Some modern reenactors, lacking experience in handling actual antique weapons or cutting extensively with accurate reproductions, have asserted that effective cuts always require a pulling or "drawing" action commensurate with the blow. While with a straight blade such an element is an inherent part of any cut (just as is focus, edge placement, grip, velocity, force, and proper coordinated body motion to follow through), it is unmistakably not a factor in either penetrating armor or delivering traumatic concussion to tissues beneath armor. The sharper the edge, the stronger or faster the blow, and the more precise the angulation of the impact all make a difference in the effectiveness of a sword cut. However, there can be no question that powerful and effective cuts using straight blades are easily performed without any appreciative drawing or slicing action. If this were not so we might strike forcibly against a person with a blunt sword or simple stick and expect not to cause injury. Yet, devastatingly hard blows can obviously be made that even cleave through unprotected flesh and bone. Impact forces cause a sword to change its motion or yield to the blow, and the easier a sword does this, the lighter the blow will be. This is the fundamental reason that a very light sword cannot deliver the same power in a blow as a heavier sword, which has more resistance to change in motion. This is why skill is integral to cutting well.

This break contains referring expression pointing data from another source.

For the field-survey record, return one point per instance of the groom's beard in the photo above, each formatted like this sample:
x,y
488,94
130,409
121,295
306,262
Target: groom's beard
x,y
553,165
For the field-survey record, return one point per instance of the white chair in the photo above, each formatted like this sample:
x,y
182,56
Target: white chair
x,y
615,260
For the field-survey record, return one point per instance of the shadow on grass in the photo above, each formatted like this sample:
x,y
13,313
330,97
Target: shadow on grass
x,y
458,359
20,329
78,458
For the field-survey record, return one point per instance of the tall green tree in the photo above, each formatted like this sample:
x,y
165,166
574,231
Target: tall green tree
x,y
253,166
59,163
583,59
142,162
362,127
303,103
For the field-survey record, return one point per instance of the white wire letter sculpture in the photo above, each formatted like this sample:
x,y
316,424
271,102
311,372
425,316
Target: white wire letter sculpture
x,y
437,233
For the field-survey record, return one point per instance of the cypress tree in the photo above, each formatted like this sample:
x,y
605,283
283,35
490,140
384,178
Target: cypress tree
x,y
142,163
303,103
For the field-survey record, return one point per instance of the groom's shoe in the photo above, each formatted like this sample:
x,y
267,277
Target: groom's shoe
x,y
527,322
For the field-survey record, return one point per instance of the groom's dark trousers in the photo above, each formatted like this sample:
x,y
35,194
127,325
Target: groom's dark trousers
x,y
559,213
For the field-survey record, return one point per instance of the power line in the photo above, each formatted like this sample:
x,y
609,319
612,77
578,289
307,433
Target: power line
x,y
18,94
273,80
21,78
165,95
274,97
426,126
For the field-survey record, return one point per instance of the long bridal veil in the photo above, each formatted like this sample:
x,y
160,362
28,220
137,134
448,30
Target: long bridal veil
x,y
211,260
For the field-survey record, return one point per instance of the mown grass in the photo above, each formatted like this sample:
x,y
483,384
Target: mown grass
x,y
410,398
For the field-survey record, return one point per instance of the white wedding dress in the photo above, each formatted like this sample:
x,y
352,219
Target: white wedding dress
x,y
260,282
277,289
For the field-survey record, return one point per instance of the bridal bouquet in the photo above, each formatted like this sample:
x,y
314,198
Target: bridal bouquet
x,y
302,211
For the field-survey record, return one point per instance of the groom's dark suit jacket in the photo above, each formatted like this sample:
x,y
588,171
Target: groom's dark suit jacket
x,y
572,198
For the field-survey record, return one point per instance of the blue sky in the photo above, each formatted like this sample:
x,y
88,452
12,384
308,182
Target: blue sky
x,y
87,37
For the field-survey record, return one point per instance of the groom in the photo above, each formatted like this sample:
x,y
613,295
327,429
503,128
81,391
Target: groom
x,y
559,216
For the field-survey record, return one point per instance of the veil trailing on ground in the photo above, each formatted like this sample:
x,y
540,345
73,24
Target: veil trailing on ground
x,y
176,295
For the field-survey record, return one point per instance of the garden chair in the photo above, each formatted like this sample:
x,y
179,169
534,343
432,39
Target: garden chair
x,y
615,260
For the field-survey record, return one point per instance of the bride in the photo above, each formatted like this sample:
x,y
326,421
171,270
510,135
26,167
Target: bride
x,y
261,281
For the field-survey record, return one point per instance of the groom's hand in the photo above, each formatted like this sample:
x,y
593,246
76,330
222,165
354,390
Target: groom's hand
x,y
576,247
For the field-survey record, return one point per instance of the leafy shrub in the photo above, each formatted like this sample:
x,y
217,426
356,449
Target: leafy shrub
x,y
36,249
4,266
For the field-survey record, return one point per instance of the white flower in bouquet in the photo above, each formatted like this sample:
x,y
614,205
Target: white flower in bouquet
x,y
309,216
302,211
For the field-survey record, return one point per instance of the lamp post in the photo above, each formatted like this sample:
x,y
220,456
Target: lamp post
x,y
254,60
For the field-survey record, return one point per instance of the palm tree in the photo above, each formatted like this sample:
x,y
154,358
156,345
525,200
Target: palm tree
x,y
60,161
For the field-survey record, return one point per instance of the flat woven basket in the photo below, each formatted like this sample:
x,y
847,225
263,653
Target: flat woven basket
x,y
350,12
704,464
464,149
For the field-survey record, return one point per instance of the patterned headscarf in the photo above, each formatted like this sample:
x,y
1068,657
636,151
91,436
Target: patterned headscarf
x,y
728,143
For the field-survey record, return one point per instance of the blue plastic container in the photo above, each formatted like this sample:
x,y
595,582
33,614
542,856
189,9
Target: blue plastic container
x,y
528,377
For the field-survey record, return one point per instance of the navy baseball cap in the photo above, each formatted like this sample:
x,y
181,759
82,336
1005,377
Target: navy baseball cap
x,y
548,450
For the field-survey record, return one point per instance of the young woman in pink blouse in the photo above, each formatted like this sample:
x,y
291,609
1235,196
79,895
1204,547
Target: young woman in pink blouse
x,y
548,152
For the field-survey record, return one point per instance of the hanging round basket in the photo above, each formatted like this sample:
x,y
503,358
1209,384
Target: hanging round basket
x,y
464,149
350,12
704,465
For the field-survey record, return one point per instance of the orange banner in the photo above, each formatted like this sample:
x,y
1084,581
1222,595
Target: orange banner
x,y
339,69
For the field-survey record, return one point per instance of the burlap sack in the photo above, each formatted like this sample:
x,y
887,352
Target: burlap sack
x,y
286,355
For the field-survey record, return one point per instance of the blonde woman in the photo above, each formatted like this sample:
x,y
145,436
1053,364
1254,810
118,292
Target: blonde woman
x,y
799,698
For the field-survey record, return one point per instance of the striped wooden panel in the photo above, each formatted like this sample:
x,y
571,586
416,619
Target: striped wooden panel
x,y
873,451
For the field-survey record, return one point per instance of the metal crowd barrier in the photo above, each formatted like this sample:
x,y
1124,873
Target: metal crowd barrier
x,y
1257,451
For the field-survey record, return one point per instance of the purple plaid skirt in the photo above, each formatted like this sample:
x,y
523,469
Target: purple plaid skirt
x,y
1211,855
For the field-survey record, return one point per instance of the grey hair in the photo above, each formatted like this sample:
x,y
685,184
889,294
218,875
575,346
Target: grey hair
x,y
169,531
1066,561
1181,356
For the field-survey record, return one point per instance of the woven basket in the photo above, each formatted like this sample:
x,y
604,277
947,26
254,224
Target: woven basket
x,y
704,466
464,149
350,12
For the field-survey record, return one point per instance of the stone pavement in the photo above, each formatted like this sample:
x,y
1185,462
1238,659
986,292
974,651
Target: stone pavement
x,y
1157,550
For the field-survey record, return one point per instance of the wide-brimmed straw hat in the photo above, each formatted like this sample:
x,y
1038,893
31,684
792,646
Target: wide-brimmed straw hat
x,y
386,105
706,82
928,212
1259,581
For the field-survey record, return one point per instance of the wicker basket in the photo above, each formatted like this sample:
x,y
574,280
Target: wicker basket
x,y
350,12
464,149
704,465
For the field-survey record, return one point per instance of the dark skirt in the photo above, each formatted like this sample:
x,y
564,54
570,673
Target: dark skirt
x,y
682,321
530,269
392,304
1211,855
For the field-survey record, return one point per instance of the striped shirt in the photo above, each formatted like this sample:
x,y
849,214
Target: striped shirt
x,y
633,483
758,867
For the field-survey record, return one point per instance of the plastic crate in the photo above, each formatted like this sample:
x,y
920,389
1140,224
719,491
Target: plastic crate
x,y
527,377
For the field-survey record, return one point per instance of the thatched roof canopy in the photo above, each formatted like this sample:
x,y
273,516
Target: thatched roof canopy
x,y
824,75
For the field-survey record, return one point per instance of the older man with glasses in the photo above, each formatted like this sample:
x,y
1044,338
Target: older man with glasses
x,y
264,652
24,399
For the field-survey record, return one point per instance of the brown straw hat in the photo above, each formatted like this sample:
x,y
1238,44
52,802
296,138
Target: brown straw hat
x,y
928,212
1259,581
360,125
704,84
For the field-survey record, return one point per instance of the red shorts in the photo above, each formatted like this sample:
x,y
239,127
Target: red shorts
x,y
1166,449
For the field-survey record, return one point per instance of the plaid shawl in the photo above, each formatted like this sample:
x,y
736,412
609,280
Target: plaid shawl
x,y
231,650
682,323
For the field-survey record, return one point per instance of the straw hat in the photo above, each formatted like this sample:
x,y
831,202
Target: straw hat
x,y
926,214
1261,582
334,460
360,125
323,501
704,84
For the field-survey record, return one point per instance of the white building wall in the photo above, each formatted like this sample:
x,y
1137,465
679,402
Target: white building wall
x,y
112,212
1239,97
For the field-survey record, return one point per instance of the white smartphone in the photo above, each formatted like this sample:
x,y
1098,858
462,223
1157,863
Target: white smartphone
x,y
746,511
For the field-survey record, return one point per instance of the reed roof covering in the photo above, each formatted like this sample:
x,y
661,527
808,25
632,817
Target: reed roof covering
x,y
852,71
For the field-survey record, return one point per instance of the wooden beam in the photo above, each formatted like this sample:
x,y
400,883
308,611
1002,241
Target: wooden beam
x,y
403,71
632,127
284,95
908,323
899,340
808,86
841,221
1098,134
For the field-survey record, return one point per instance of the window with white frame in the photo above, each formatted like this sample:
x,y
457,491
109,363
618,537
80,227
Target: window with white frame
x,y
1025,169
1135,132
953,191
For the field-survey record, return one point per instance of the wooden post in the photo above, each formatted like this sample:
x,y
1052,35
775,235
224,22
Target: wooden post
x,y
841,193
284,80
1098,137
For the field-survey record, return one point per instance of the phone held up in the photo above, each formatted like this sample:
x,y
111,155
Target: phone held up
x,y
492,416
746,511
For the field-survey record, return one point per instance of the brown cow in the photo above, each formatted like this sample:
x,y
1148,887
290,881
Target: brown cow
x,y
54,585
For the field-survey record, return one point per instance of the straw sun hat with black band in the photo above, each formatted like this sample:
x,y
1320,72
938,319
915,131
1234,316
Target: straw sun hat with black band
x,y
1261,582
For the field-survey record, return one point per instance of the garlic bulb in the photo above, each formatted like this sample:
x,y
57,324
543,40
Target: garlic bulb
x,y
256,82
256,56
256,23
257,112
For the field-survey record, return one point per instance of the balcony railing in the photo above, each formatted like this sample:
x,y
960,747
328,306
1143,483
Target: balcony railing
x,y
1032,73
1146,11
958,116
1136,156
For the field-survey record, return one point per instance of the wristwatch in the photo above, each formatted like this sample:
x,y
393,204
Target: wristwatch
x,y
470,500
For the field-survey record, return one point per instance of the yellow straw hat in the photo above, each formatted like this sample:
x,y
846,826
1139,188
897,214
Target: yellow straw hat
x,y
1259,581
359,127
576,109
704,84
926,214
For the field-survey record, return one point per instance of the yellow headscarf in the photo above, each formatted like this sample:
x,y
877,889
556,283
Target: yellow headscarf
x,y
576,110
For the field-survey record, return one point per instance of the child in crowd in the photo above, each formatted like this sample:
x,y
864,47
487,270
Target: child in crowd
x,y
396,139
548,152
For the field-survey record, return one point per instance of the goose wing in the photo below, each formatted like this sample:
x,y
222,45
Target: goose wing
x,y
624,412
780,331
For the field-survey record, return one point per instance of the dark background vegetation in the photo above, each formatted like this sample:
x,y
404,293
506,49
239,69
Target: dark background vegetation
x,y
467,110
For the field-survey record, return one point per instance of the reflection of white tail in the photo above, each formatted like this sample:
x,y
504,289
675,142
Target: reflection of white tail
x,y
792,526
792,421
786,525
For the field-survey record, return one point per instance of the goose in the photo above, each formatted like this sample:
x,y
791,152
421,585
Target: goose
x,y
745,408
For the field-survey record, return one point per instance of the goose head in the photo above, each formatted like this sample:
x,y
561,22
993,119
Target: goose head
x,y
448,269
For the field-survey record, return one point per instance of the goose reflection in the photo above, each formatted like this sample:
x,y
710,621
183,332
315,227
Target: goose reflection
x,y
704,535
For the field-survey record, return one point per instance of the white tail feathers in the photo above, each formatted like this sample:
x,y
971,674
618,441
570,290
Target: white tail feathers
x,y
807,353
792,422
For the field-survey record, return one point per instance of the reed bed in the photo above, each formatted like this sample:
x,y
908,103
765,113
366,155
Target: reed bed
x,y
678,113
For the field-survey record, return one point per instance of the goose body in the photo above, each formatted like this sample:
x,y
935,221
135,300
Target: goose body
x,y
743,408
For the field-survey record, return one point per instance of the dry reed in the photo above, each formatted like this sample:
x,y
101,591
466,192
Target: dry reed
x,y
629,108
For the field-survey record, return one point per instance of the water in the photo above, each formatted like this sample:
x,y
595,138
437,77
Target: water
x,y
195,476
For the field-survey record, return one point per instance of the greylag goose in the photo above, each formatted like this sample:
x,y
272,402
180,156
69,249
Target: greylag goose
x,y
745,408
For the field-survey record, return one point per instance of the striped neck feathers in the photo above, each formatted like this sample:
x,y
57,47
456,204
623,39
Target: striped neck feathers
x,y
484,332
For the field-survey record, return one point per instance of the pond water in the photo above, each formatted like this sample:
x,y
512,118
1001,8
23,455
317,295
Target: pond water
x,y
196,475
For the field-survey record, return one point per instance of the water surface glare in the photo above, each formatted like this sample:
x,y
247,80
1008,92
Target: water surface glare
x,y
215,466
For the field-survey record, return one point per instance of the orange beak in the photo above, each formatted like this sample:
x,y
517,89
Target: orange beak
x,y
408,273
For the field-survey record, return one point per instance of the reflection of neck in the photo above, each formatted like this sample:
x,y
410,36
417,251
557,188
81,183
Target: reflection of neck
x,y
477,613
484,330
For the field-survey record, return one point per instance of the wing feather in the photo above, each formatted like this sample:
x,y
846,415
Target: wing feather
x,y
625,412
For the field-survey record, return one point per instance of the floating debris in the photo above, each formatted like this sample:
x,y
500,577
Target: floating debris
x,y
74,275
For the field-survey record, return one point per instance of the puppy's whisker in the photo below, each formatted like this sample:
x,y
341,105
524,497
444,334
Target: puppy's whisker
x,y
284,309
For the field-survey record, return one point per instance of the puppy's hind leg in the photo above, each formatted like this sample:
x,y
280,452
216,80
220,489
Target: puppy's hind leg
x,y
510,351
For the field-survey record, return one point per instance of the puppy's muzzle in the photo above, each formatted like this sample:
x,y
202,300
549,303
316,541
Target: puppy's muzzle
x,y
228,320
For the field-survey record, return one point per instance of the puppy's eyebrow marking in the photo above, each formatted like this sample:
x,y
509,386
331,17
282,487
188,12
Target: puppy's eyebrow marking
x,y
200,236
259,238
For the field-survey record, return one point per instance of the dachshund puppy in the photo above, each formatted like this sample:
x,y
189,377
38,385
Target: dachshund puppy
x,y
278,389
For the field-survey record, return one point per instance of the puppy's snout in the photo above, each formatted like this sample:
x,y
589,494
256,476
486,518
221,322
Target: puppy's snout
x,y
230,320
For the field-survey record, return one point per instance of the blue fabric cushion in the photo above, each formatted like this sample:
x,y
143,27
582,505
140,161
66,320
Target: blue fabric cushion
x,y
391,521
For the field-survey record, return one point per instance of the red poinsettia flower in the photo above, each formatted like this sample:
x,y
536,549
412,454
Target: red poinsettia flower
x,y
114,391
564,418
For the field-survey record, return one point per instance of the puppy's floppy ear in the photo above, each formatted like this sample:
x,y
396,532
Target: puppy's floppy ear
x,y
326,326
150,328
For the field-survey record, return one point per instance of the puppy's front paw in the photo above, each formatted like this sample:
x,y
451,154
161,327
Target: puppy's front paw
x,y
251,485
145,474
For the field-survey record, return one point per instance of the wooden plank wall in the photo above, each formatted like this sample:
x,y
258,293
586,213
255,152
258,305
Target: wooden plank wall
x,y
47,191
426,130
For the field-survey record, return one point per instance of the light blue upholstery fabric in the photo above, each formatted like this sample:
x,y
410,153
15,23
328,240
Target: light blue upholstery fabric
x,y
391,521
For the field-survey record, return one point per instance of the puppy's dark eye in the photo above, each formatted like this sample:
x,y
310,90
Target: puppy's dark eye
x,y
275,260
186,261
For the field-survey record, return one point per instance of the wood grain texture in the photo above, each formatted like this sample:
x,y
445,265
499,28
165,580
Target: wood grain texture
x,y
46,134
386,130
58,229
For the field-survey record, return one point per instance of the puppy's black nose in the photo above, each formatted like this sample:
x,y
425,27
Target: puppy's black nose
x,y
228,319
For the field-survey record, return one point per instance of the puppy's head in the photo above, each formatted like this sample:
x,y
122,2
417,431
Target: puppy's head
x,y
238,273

Of course, a really good sword even if used with mediocre technique can often still produce an effective cut, just as an expert swordsman can at times cut well with even a poor quality weapon. Different swords were designed to meet different situations, thus they did not all exist to solve the same problem or cut the same exact things and hence, were often used in somewhat different ways.

But regardless, all swords are cool.